# Newspaper for combining hives



## marcos bees (Jun 3, 2013)

I want to combine a weak with stronger hive. Do i need to use the newspaper method and how long do I leave it on for?


----------



## AR Beekeeper (Sep 25, 2008)

With the European Honey Bee the newspaper method is considered the safest method to join two groups of bees. When you use one sheet of paper the bees will chew through in one night, especially if you make a small slit in the center of the paper over the lower box. You can remove the remainder or let the bees chew and remove all but the overlap that hangs outside of the box.


----------



## JStinson (Mar 30, 2013)

You'll definitely want to use the newspaper method. If you don't, you'll have the battle of the century on your hands. 

It's super easy. Don't stress. 

I know some people will say to leave them alone for a week afterwards. I have had success with taking the newspaper off and integrating the hives in 24 hours. As long as they are through the paper, and have been so for a few hours, you'll be fine.


----------



## marcos bees (Jun 3, 2013)

Do you do it in daytime or at night? Will the bees go to the new hive location if it's within a few feet of the old hive?


----------



## AR Beekeeper (Sep 25, 2008)

You can combine any time of the day, I usally do mine in the afternoon. The field bees will locate the new hive location, usually there will be some returning to the old location and this will last for about a week. They will return to the empty spot, search for the old hive and when they can't find it, they widen their search pattern and will locate the new hive. Remove all of the equipment at the old location, this will cause the bees to search for their new hive location.


----------



## Bees In Miami (Nov 30, 2012)

The biggest question you need answered....is one of the hives queenless??? You will have a major problem if you try to combine two queen-right hives.

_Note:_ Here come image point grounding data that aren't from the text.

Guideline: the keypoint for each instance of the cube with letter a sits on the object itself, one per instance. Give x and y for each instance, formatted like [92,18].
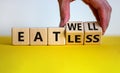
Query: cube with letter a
[74,33]
[93,33]
[20,36]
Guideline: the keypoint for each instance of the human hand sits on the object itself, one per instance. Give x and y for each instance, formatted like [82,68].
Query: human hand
[100,8]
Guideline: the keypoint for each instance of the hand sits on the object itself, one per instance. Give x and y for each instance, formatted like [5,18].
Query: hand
[100,8]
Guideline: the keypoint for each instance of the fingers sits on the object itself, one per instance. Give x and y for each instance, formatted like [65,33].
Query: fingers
[64,6]
[102,11]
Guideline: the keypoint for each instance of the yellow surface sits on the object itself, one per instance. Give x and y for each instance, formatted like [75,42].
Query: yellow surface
[104,58]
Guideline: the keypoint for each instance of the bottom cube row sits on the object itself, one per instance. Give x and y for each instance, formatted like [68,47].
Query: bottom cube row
[73,34]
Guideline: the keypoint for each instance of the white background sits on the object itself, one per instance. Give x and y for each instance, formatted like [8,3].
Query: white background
[45,13]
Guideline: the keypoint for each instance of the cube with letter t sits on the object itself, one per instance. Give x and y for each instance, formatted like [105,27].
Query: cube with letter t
[93,33]
[74,33]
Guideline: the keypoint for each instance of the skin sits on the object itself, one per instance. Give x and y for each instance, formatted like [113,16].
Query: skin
[100,8]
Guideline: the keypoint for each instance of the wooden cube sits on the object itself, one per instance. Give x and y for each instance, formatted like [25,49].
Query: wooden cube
[93,33]
[20,36]
[74,33]
[56,36]
[38,36]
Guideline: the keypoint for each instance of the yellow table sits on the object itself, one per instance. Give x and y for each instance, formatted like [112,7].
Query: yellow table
[104,58]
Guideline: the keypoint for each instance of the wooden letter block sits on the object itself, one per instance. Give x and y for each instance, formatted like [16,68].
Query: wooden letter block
[20,36]
[56,36]
[93,33]
[38,36]
[74,33]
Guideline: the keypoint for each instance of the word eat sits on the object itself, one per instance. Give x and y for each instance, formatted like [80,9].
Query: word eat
[74,33]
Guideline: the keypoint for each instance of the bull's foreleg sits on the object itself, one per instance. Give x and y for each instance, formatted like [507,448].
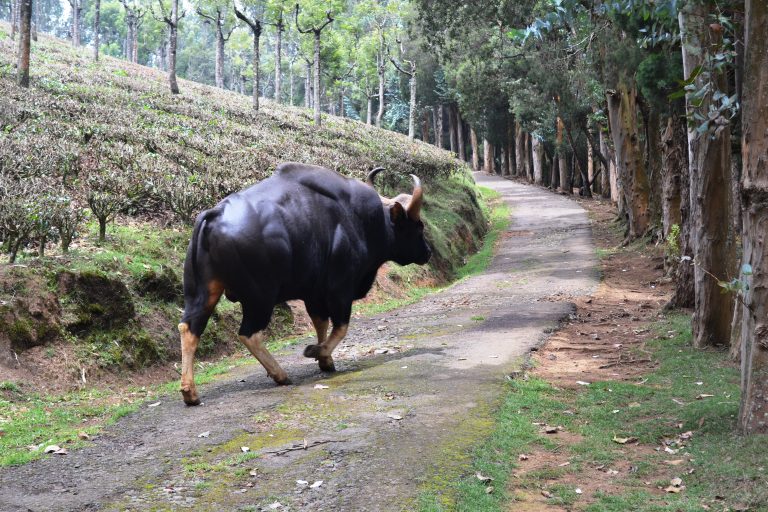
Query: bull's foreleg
[255,344]
[323,351]
[188,347]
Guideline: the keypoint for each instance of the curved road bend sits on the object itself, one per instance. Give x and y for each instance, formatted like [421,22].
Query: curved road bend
[386,424]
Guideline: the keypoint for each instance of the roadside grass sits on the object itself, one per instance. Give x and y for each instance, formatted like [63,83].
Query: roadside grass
[31,421]
[721,469]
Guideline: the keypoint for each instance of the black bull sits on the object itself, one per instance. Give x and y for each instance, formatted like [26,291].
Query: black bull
[304,233]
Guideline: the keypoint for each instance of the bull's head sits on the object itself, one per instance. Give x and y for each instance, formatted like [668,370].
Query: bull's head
[404,212]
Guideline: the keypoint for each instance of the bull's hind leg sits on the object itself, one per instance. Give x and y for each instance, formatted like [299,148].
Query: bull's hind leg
[252,336]
[197,311]
[323,351]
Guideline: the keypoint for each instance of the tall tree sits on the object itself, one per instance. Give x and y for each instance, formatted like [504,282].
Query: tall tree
[710,169]
[753,414]
[217,14]
[276,11]
[408,68]
[255,25]
[96,29]
[170,16]
[316,29]
[77,9]
[25,18]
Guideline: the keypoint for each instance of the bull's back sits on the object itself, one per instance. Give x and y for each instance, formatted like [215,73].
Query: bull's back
[281,237]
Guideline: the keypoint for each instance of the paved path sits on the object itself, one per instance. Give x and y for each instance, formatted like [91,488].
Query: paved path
[386,426]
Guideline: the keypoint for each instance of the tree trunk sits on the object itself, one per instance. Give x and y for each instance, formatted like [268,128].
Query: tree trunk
[519,150]
[219,65]
[96,28]
[412,107]
[709,161]
[25,18]
[35,19]
[673,158]
[135,56]
[174,25]
[452,127]
[487,157]
[630,160]
[290,83]
[14,19]
[256,68]
[591,167]
[75,21]
[279,62]
[753,413]
[538,164]
[382,70]
[317,79]
[605,177]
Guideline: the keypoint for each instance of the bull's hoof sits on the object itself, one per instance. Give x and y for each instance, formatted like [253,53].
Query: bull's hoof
[190,397]
[326,364]
[285,381]
[312,351]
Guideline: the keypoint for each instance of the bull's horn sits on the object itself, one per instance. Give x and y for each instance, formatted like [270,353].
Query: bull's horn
[372,175]
[414,207]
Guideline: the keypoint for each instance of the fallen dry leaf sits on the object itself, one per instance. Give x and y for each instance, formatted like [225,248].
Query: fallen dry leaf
[483,478]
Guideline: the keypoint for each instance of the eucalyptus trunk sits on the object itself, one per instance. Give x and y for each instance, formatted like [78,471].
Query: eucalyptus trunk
[173,28]
[605,176]
[753,413]
[538,164]
[279,62]
[519,150]
[219,65]
[460,134]
[96,28]
[630,159]
[316,92]
[412,107]
[709,155]
[25,28]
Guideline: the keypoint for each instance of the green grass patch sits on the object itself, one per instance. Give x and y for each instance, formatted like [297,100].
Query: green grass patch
[728,469]
[498,214]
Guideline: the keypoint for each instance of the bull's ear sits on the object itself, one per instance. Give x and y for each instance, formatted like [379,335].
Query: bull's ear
[396,212]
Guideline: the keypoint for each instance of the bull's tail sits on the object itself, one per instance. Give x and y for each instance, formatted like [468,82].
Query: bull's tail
[195,289]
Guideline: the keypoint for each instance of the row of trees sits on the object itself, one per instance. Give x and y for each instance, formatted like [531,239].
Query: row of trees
[638,101]
[353,59]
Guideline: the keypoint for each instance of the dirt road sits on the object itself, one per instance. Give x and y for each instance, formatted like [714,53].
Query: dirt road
[415,392]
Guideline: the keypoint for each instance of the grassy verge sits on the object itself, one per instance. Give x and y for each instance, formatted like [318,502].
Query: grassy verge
[688,404]
[31,421]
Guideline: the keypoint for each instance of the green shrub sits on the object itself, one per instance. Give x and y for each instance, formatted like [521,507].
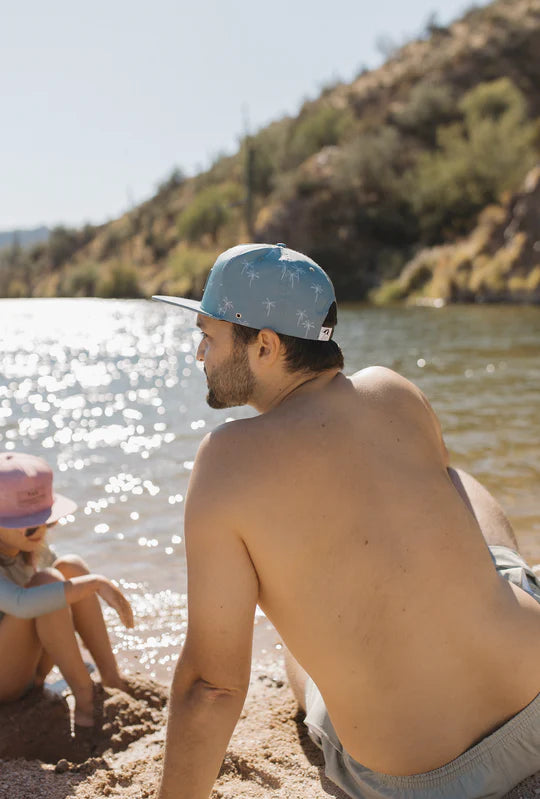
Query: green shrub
[121,281]
[319,125]
[62,244]
[187,268]
[430,105]
[476,160]
[209,212]
[80,280]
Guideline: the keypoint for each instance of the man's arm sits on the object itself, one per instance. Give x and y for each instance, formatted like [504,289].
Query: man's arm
[212,674]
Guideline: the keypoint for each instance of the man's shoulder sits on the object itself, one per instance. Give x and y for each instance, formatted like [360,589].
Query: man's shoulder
[381,377]
[227,447]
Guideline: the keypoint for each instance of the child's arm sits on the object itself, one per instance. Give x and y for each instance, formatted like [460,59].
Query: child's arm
[27,603]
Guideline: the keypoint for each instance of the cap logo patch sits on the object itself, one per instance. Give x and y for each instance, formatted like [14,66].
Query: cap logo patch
[325,334]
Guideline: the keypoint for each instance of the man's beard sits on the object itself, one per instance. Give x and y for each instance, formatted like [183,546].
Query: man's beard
[232,382]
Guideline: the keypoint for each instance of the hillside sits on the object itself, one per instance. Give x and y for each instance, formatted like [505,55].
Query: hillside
[362,179]
[498,262]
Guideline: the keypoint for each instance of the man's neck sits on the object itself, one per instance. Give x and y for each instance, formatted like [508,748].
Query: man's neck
[292,386]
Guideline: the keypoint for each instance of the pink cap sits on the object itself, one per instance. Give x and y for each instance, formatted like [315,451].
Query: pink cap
[26,492]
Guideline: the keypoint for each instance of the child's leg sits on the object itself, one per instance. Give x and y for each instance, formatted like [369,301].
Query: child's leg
[21,650]
[56,636]
[90,624]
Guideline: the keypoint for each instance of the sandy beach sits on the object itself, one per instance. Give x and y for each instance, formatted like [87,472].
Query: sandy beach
[269,755]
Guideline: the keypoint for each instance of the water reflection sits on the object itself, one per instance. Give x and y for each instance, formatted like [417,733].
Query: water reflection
[110,393]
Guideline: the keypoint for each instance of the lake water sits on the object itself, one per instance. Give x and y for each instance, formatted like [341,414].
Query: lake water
[109,393]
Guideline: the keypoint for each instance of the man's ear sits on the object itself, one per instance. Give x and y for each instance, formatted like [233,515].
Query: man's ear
[268,346]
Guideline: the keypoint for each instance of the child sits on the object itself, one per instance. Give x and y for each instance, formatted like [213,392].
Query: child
[43,599]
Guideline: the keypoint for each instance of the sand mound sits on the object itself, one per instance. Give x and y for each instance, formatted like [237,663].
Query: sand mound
[269,755]
[38,727]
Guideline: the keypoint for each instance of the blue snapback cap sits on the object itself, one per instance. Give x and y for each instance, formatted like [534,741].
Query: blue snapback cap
[266,285]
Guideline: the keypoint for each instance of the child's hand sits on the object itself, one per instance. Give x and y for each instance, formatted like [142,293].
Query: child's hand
[115,598]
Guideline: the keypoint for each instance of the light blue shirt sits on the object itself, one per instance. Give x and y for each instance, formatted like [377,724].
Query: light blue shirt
[27,603]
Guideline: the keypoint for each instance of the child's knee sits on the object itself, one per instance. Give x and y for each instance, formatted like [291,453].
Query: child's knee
[71,566]
[44,576]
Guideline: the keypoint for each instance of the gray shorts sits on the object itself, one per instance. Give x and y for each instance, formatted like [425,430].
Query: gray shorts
[490,769]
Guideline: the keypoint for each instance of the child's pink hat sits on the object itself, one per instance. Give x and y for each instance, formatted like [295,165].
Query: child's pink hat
[26,492]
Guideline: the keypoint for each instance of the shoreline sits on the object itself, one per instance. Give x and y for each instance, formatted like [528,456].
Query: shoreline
[269,755]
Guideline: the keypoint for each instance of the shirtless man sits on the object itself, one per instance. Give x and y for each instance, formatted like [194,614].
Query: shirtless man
[337,512]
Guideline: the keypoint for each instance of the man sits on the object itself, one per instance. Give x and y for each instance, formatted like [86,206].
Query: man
[336,510]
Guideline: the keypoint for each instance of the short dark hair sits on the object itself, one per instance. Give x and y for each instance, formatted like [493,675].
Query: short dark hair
[301,355]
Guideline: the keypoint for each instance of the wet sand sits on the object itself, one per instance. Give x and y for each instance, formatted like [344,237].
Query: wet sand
[269,755]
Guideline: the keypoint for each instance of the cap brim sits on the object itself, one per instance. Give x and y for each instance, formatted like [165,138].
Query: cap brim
[60,508]
[183,302]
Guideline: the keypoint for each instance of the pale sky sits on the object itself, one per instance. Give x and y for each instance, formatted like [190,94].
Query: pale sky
[100,101]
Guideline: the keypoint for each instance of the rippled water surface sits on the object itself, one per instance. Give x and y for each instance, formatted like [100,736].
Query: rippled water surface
[110,394]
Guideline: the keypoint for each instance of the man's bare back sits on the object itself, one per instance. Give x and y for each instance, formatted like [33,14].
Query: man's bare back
[377,575]
[337,512]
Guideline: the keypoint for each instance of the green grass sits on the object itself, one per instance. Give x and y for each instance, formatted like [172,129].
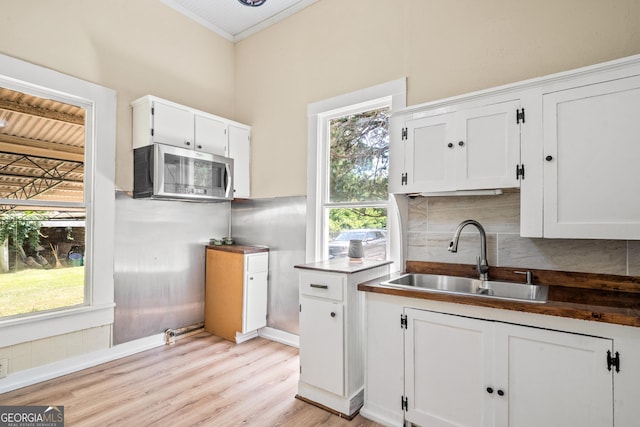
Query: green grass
[34,290]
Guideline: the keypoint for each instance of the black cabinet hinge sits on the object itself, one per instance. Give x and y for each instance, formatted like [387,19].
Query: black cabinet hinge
[613,361]
[404,403]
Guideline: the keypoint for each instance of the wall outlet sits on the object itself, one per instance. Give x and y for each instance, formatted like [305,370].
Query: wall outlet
[4,367]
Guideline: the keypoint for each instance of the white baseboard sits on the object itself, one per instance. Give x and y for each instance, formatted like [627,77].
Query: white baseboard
[240,338]
[282,337]
[53,370]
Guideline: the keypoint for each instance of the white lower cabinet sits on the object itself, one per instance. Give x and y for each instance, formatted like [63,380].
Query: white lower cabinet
[433,364]
[332,336]
[462,371]
[322,358]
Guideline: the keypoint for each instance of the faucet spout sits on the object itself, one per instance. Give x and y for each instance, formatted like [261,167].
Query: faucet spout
[482,264]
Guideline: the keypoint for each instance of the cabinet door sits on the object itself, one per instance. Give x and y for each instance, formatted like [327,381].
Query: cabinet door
[591,154]
[448,365]
[321,344]
[488,149]
[552,378]
[255,292]
[429,154]
[210,135]
[172,125]
[255,301]
[240,152]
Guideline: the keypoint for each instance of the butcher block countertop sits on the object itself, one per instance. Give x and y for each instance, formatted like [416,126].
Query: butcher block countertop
[239,249]
[597,297]
[342,265]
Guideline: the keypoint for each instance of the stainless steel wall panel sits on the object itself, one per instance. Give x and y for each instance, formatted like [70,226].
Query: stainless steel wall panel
[280,224]
[159,263]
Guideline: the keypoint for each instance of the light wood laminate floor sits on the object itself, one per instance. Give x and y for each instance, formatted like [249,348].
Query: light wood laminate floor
[202,380]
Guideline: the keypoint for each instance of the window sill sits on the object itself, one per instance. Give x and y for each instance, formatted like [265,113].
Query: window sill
[44,325]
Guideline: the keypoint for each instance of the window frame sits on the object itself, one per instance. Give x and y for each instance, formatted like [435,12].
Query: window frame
[392,94]
[99,196]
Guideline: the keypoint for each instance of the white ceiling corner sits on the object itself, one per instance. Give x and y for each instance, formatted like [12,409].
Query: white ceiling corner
[235,21]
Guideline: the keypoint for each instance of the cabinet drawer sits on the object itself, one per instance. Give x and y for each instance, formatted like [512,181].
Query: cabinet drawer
[322,285]
[257,263]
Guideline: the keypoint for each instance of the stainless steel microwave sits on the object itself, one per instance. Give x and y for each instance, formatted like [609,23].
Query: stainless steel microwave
[168,172]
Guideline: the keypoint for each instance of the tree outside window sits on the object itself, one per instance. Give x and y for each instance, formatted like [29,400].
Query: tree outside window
[358,182]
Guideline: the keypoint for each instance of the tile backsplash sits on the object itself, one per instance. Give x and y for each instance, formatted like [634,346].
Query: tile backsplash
[433,220]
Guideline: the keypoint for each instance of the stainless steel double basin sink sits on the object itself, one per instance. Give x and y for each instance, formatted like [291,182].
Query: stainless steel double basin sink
[520,292]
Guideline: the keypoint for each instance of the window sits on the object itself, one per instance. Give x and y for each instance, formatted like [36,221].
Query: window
[42,220]
[355,203]
[74,184]
[347,195]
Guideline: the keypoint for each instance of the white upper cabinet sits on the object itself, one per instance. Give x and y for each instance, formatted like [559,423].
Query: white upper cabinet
[157,120]
[239,149]
[171,125]
[210,135]
[581,178]
[591,158]
[489,148]
[465,146]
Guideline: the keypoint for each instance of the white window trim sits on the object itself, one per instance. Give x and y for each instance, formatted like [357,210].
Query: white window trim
[100,132]
[316,114]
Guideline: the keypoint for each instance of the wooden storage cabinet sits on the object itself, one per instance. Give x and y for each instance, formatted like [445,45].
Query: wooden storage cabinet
[158,121]
[236,292]
[468,146]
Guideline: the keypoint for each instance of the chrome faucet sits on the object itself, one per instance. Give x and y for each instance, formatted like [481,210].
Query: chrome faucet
[481,262]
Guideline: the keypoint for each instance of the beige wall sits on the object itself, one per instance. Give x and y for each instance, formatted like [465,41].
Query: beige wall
[443,47]
[136,47]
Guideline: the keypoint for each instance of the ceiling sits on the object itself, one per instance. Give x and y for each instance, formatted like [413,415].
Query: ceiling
[41,149]
[233,20]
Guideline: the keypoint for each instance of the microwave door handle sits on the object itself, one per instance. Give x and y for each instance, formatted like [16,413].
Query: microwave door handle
[227,179]
[151,165]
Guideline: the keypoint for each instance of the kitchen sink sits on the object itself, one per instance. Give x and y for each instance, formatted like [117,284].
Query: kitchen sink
[470,287]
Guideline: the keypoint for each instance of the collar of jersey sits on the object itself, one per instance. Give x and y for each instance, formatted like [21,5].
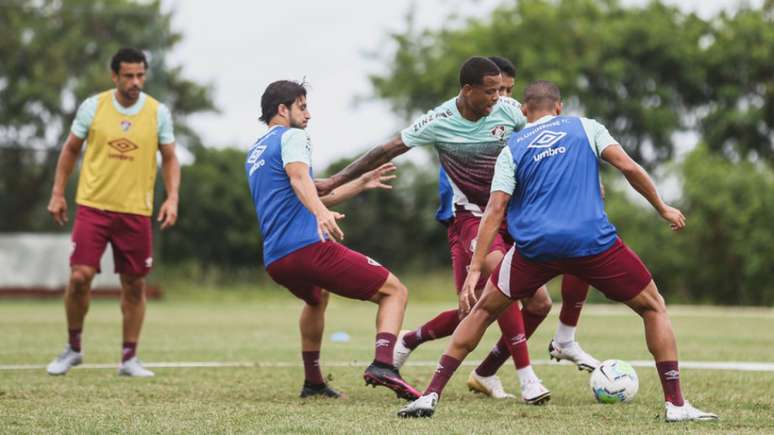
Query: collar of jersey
[541,120]
[131,110]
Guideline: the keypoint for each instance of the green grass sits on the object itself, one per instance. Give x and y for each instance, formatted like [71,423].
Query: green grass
[261,327]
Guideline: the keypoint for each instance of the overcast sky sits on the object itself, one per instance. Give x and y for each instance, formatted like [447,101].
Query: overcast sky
[239,47]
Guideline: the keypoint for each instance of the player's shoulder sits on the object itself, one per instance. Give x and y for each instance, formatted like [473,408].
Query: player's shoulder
[433,117]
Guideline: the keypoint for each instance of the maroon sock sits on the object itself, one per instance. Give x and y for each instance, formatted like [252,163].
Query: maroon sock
[512,325]
[669,373]
[495,359]
[128,351]
[385,343]
[74,338]
[312,372]
[446,368]
[574,293]
[442,325]
[531,321]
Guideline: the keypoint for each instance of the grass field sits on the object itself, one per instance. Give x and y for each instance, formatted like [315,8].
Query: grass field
[260,327]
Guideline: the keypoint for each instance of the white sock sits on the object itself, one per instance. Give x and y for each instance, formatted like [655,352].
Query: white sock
[526,374]
[564,333]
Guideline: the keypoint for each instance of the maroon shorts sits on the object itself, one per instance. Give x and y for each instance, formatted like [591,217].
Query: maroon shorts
[330,266]
[462,234]
[128,234]
[618,273]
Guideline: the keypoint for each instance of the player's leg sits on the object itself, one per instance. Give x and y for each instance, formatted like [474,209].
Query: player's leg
[132,253]
[464,340]
[443,324]
[312,324]
[89,239]
[564,346]
[620,275]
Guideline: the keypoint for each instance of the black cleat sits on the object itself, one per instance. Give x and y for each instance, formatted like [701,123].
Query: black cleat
[388,376]
[321,390]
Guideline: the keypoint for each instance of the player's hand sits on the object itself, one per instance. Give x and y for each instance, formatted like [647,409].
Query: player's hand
[674,217]
[168,213]
[327,226]
[378,178]
[468,295]
[57,206]
[324,186]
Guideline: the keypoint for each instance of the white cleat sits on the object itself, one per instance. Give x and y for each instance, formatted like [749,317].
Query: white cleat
[133,367]
[64,362]
[400,352]
[687,413]
[422,407]
[534,393]
[574,353]
[489,385]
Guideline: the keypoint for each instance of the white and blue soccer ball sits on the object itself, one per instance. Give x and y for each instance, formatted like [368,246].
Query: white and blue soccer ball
[614,381]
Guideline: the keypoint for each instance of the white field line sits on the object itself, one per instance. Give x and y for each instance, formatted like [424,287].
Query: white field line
[700,365]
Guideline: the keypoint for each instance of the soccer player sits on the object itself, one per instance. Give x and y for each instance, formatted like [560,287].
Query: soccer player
[468,131]
[534,310]
[124,129]
[574,290]
[547,179]
[299,249]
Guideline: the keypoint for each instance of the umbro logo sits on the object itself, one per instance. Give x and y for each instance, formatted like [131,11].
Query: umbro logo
[123,145]
[546,138]
[382,342]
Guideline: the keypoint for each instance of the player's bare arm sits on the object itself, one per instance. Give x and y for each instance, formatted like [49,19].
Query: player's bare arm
[303,186]
[487,230]
[71,149]
[170,169]
[377,156]
[642,183]
[376,179]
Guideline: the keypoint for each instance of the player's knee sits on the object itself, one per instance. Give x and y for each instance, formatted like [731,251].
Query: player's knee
[80,280]
[394,289]
[539,304]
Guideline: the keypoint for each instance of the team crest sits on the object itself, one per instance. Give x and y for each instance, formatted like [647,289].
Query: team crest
[498,132]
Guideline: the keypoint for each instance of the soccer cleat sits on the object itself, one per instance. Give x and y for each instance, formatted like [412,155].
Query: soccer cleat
[64,362]
[489,385]
[534,393]
[422,407]
[400,352]
[687,413]
[574,353]
[133,367]
[323,390]
[388,376]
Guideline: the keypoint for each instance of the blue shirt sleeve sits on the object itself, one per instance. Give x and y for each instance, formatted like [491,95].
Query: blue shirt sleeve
[164,123]
[504,179]
[84,117]
[296,147]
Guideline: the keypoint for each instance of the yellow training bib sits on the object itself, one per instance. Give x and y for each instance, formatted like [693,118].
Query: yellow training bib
[119,168]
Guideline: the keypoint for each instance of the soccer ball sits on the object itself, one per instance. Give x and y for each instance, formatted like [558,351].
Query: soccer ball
[614,381]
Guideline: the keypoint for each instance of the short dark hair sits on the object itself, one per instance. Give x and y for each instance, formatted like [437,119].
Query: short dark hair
[127,55]
[541,94]
[475,69]
[505,65]
[280,92]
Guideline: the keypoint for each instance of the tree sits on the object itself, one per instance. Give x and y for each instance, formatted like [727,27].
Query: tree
[646,72]
[55,54]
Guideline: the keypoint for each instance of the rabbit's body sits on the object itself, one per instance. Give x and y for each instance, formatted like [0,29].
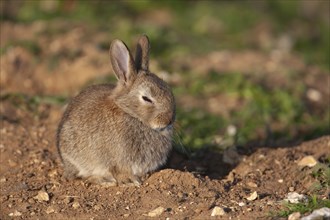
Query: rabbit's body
[110,132]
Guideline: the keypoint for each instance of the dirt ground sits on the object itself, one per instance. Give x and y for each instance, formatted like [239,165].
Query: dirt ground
[31,182]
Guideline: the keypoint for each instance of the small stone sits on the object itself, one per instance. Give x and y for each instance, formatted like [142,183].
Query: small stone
[231,156]
[294,216]
[67,200]
[97,207]
[252,184]
[241,204]
[75,205]
[294,197]
[218,211]
[322,213]
[156,212]
[52,173]
[42,196]
[314,95]
[253,196]
[15,214]
[50,210]
[308,161]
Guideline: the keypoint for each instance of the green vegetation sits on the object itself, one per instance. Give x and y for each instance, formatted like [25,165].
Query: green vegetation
[320,189]
[186,29]
[312,204]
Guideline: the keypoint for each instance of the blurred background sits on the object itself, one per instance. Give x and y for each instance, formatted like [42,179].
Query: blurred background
[243,72]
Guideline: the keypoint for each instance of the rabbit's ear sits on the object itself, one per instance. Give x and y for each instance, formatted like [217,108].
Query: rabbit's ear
[122,62]
[142,53]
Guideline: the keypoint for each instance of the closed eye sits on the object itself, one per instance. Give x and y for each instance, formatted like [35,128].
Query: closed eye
[145,98]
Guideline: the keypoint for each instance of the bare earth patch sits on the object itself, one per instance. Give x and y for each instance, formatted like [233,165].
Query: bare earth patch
[31,182]
[32,185]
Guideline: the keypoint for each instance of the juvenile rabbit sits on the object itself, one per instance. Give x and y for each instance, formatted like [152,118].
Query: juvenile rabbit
[115,134]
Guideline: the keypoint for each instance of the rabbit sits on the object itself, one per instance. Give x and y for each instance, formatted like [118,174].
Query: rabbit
[117,134]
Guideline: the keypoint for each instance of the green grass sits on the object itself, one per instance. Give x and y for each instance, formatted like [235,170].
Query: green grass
[313,203]
[198,28]
[320,190]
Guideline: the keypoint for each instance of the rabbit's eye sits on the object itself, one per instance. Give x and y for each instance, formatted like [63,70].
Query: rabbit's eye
[145,98]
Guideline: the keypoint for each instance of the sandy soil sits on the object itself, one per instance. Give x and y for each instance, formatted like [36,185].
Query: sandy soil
[31,182]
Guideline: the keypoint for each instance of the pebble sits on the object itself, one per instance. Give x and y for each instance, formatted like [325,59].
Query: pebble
[156,212]
[67,200]
[314,95]
[97,207]
[50,210]
[322,213]
[252,184]
[241,204]
[42,196]
[308,161]
[294,197]
[75,205]
[294,216]
[15,214]
[218,211]
[253,196]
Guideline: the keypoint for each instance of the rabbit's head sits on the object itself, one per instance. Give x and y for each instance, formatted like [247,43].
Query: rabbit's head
[139,92]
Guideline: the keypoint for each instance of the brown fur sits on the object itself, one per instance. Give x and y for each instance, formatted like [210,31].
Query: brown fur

I usually leave the paper for 3-5 days or so. As others have said, one sheet of newspaper with a few slits cut in it. The bees will chew through.


----------



## Mike Gillmore (Feb 25, 2006)

Make sure you pinch the "weak hive" queen before combining. You don't want her to win the battle and take out the better queen.


----------



## marcos bees (Jun 3, 2013)

Thanks Bees in Miami. Yeah, as far as I can tell, the hive that was weaker had 0 brood or eggs. Now I have been having lots of trouble finding queens, so I have never actually seen the queen, but the hive with brood definitely has a queen as there was like 1-2 day old eggs in there. I gave the weak hive a frame of new brood and they did nothing with it, no queen cells built etc. Now, they only had it for a day, so maybe thats why, but I have consistently seen no brood of their own, so i was pretty sure they had no queen at all. I thought maybe I heard a queen piping, but who knows...

What's the worse that could happen if both hives have a queen?




Bees In Miami said:


> The biggest question you need answered....is one of the hives queenless??? You will have a major problem if you try to combine two queen-right hives.
> 
> I usually leave the paper for 3-5 days or so. As others have said, one sheet of newspaper with a few slits cut in it. The bees will chew through.


----------



## Harley Craig (Sep 18, 2012)

marcos bees said:


> Thanks Bees in Miami. Yeah, as far as I can tell, the hive that was weaker had 0 brood or eggs. Now I have been having lots of trouble finding queens, so I have never actually seen the queen, but the hive with brood definitely has a queen as there was like 1-2 day old eggs in there. I gave the weak hive a frame of new brood and they did nothing with it, no queen cells built etc. Now, they only had it for a day, so maybe thats why, but I have consistently seen no brood of their own, so i was pretty sure they had no queen at all. I thought maybe I heard a queen piping, but who knows...
> 
> What's the worse that could happen if both hives have a queen?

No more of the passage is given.